12 June 2012

Nigeria: Polio Eradication - My Dreams of a Proud Nation- Kanu

Photo: Unicef Nigeria
Binta, a Volunteer Community Mobilizer, has convinced Sabiu to get his children immunized against polio.

As a proud Nigerian footballer, I have scored many goals for my country. But there's one goal I still need to score--I want to help Nigeria kick polio out forever.

Growing up in Owerri, I practiced every day from sunrise to sunset in the hope of one day playing for my country. Through years of hard work and dedication,

I have been able to fulfill my dream. But some of our children will never have the same opportunities I did - children who fall victim to polio, a devastating disease that continues to threaten our communities. Many polio victims will never walk again, let alone compete on the football field.

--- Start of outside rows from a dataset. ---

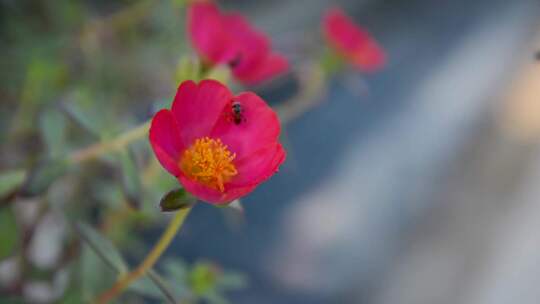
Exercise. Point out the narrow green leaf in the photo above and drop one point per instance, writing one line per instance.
(176, 200)
(9, 233)
(103, 247)
(145, 287)
(203, 278)
(131, 182)
(53, 130)
(43, 175)
(189, 68)
(232, 280)
(10, 181)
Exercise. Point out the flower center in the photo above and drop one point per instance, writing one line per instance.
(209, 162)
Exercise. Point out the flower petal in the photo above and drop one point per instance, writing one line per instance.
(165, 141)
(352, 41)
(259, 166)
(258, 128)
(213, 196)
(197, 108)
(207, 32)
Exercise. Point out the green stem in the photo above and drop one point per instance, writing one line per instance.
(149, 261)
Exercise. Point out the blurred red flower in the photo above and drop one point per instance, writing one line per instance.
(352, 41)
(228, 38)
(219, 146)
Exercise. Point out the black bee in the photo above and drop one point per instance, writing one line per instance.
(236, 111)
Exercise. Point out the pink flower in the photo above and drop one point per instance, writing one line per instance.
(219, 146)
(228, 38)
(352, 41)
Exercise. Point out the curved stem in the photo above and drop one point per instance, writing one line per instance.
(115, 144)
(149, 261)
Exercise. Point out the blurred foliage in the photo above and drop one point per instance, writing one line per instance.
(76, 73)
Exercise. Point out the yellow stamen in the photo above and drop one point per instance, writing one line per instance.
(209, 162)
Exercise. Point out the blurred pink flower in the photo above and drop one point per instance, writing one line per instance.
(352, 41)
(219, 146)
(228, 38)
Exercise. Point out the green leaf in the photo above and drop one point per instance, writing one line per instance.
(53, 130)
(43, 175)
(145, 287)
(189, 68)
(103, 247)
(10, 181)
(220, 73)
(203, 278)
(131, 182)
(214, 297)
(232, 280)
(9, 235)
(96, 276)
(176, 200)
(82, 109)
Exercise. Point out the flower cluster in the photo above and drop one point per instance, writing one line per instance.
(220, 146)
(228, 38)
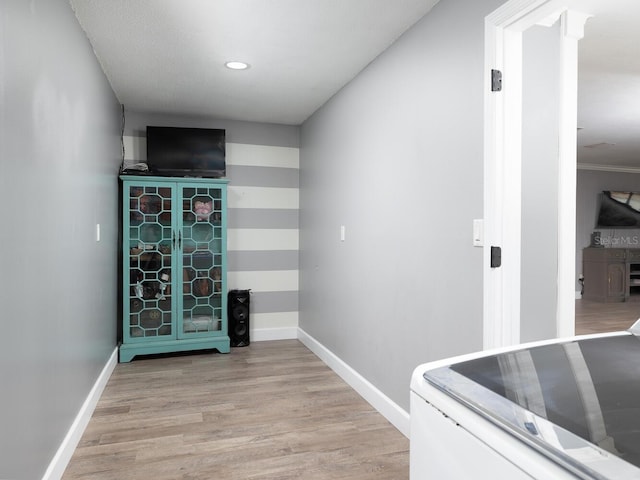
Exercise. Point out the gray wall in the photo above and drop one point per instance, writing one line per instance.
(397, 158)
(59, 156)
(540, 144)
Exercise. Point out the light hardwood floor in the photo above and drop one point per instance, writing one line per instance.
(595, 317)
(272, 410)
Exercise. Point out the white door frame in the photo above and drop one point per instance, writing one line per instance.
(502, 164)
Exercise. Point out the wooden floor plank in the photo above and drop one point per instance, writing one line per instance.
(272, 410)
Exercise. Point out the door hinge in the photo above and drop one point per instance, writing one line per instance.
(496, 257)
(496, 81)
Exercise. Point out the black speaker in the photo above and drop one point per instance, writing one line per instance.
(238, 309)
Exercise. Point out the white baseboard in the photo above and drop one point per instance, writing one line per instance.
(398, 417)
(281, 333)
(67, 447)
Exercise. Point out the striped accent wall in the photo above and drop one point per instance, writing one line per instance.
(262, 239)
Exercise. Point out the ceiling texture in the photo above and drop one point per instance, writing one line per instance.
(168, 56)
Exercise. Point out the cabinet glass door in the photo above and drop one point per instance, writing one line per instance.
(201, 260)
(150, 244)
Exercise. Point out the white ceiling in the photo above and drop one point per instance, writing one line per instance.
(609, 85)
(168, 56)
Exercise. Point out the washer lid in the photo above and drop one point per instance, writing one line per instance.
(577, 402)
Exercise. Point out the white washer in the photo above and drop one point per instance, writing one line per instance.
(561, 409)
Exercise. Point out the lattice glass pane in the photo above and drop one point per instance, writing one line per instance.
(202, 268)
(150, 247)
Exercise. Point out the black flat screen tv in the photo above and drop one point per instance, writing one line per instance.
(619, 210)
(186, 152)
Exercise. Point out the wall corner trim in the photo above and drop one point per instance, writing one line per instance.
(65, 451)
(396, 415)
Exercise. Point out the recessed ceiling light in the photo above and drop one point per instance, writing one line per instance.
(237, 65)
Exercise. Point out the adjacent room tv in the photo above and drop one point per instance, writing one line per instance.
(619, 210)
(186, 152)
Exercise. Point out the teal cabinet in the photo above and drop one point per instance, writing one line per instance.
(174, 265)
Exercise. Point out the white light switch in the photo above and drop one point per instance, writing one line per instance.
(478, 232)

Today, our country has a tremendous opportunity to show the world that we are committed to protecting Nigerian children - and children around the world - from this crippling disease. We cannot let this opportunity slip away.

Last month, Nigerian leaders joined the international community to declare polio eradication a global public health emergency and recommit to ending this disease once and for all. As one of only three countries where polio has never been stopped, Nigeria has a responsibility to help create a polio-free world. Over the years, our country has made immense progress against polio, reporting fewer than 100 cases in 2010 and 2011.

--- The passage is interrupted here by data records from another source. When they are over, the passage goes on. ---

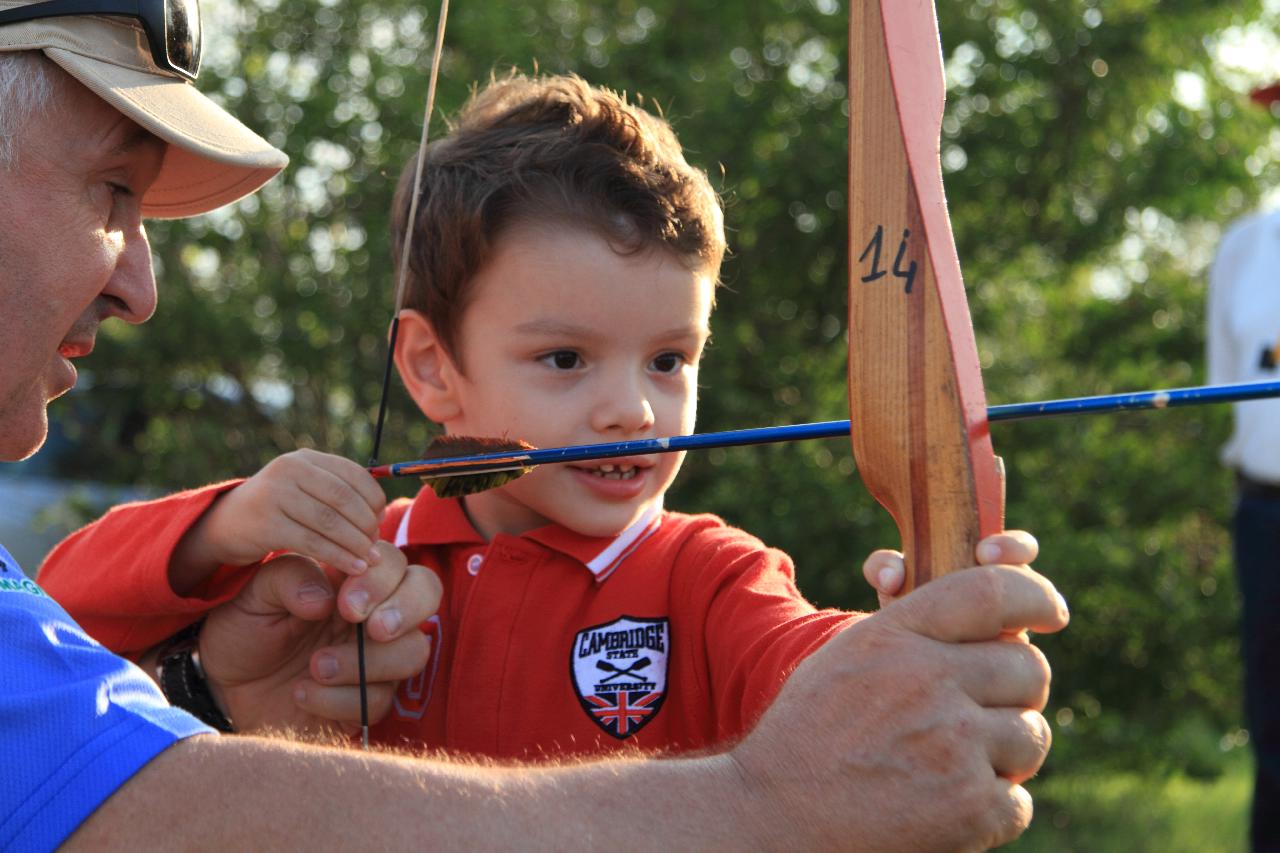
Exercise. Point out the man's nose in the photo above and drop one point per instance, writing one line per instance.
(131, 292)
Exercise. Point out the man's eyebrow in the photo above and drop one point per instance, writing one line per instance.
(552, 327)
(568, 329)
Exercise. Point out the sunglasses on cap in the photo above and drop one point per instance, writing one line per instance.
(172, 26)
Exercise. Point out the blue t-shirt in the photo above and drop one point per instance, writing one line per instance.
(76, 721)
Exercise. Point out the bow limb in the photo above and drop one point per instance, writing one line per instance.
(919, 425)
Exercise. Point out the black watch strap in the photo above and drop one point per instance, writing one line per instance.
(183, 683)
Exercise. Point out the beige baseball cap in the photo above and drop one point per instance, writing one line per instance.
(211, 158)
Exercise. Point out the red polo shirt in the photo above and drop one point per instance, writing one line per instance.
(675, 634)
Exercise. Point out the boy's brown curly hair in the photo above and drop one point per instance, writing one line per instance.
(529, 150)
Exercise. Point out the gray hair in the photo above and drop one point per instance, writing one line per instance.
(26, 90)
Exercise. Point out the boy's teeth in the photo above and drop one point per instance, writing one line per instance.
(615, 471)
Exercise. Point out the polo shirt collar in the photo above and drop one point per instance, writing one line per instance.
(432, 520)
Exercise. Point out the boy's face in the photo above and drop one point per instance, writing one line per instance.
(568, 342)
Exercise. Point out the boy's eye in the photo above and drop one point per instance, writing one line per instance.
(562, 359)
(668, 363)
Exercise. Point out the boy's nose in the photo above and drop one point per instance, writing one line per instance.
(624, 410)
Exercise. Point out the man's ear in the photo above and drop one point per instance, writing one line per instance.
(426, 368)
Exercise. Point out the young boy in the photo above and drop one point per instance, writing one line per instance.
(560, 291)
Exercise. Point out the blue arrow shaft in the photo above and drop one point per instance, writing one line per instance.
(480, 463)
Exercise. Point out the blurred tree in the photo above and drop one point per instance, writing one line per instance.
(1092, 151)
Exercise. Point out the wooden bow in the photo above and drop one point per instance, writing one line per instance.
(919, 424)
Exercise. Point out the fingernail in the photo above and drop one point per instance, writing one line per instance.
(314, 592)
(327, 666)
(890, 578)
(391, 619)
(359, 601)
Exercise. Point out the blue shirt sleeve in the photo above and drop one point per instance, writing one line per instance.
(76, 721)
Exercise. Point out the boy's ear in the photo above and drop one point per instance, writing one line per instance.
(425, 368)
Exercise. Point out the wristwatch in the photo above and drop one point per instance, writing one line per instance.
(182, 679)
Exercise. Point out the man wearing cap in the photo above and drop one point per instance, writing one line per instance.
(1243, 345)
(100, 127)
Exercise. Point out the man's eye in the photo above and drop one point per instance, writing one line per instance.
(668, 363)
(563, 359)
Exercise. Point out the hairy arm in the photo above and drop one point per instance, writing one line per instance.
(248, 793)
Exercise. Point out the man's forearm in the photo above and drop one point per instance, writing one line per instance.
(248, 793)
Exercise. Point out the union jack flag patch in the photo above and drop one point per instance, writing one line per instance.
(620, 673)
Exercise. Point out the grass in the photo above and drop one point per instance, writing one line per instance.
(1129, 812)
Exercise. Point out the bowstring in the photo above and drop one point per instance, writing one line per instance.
(402, 276)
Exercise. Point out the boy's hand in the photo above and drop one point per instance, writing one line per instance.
(283, 656)
(885, 570)
(312, 503)
(914, 726)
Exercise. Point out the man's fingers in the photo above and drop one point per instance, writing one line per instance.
(393, 662)
(1013, 547)
(1010, 815)
(1018, 740)
(325, 533)
(342, 703)
(357, 479)
(981, 603)
(293, 584)
(885, 571)
(1000, 674)
(393, 596)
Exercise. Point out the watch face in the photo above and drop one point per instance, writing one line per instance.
(183, 682)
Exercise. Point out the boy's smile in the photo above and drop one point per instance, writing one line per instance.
(565, 341)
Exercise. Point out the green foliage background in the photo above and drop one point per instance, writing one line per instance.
(1087, 187)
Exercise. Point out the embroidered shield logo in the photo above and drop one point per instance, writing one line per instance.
(620, 673)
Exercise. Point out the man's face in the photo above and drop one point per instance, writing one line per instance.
(72, 250)
(568, 342)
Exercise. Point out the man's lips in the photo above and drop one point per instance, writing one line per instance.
(76, 349)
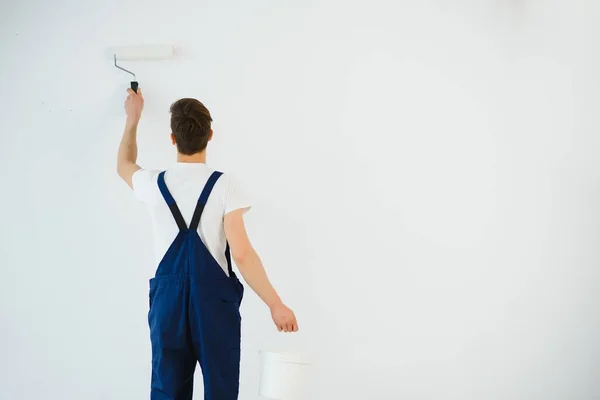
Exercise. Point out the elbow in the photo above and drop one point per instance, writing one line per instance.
(242, 256)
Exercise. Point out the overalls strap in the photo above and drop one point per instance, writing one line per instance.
(171, 202)
(203, 199)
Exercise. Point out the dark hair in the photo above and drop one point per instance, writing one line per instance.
(190, 123)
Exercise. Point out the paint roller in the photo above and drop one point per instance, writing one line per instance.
(141, 53)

Globally, cases are at an all-time low. We are now more than 99 percent of the way to ending polio forever.

Yet, our hard-won gains are at risk of unraveling. The number of children with polio in Nigeria has tripled since this time last year, and the disease is spreading to parts of our country that were previously polio-free.

We have a unique window of opportunity to correct course and eradicate this disease. We're at the end of the game and victory is within our reach. Winning the fight against polio would be a historic achievement for our country and a source of pride for every Nigerian. But in order to beat this disease, our country must put forth its very best effort at every opportunity. We need 100 percent commitment to achieve our goal.

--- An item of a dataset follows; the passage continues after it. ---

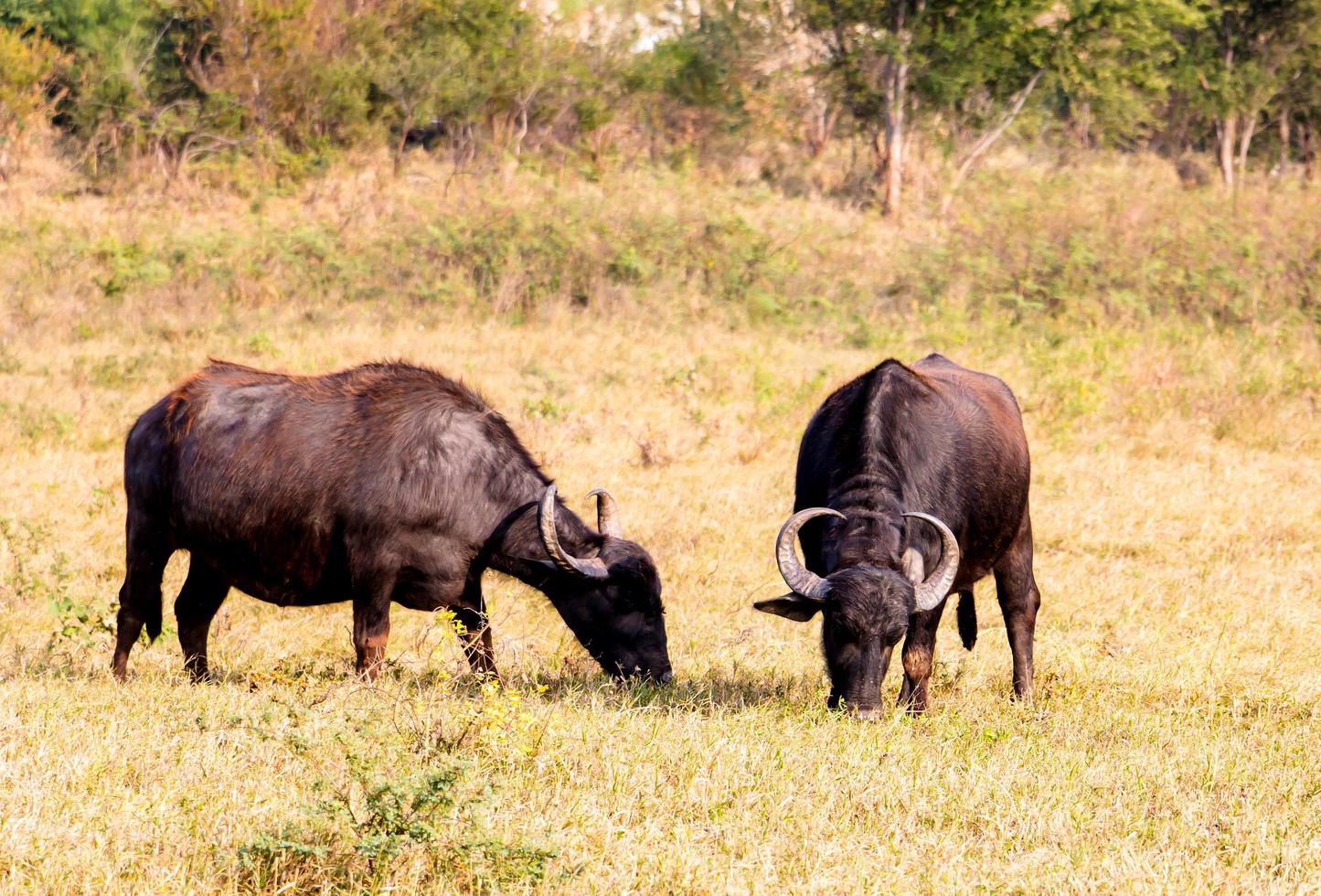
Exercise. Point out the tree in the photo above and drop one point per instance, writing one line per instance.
(1241, 62)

Doing our absolute best means strengthening Nigeria's vaccination campaigns to protect the most vulnerable children, particularly migrant families and those who live in hard-to-reach areas. It also means improving management and oversight of eradication activities at every level.

Donor countries must also do their part and help fund eradication efforts. With these commitments in place, success can be achieved, even in the most challenging circumstances.

We are already stepping up our game. Traditional leaders and immunization teams are working hard, going door-to-door encouraging parents to vaccinate their children. Satellite technologies are helping to locate communities routinely missed during campaigns.

Thousands of additional workers are being put in place to improve planning, training and reporting. International partners like Rotary International and UNICEF are working tirelessly with communities to educate families on the importance of vaccination.

This important work is not only helping Nigeria beat polio; it is improving the health of children in the poorest and most inaccessible areas of our country. Polio vaccination campaigns are helping to deliver other lifesaving health interventions like Vitamin A supplements.

Eradicating polio will also free up resources to invest in other health challenges, allowing us to save even more lives.

Most importantly, ending polio will allow every child the opportunity to grow up free from this disease.

Kicking polio out of Nigeria will be challenging - but great achievements are never easily won. I know this first-hand, having overcome many obstacles to get where I am today.

After we won the gold medal at the 1996 Olympics--and made history by becoming the first African team to do so--my football career nearly ended when doctors discovered I had a heart defect.

I had to undergo surgery and many thought my footballing days were over. But I refused to accept that my goal of returning to the football field was out of reach. I dedicated myself to a strong recovery and went on to play for more than another decade.

Like my journey back to the football field, ending polio will require commitment and determination. These principles are the foundation of our country and have helped us become the strong nation we are today. I call on every Nigerian to help us conquer this disease once and for all.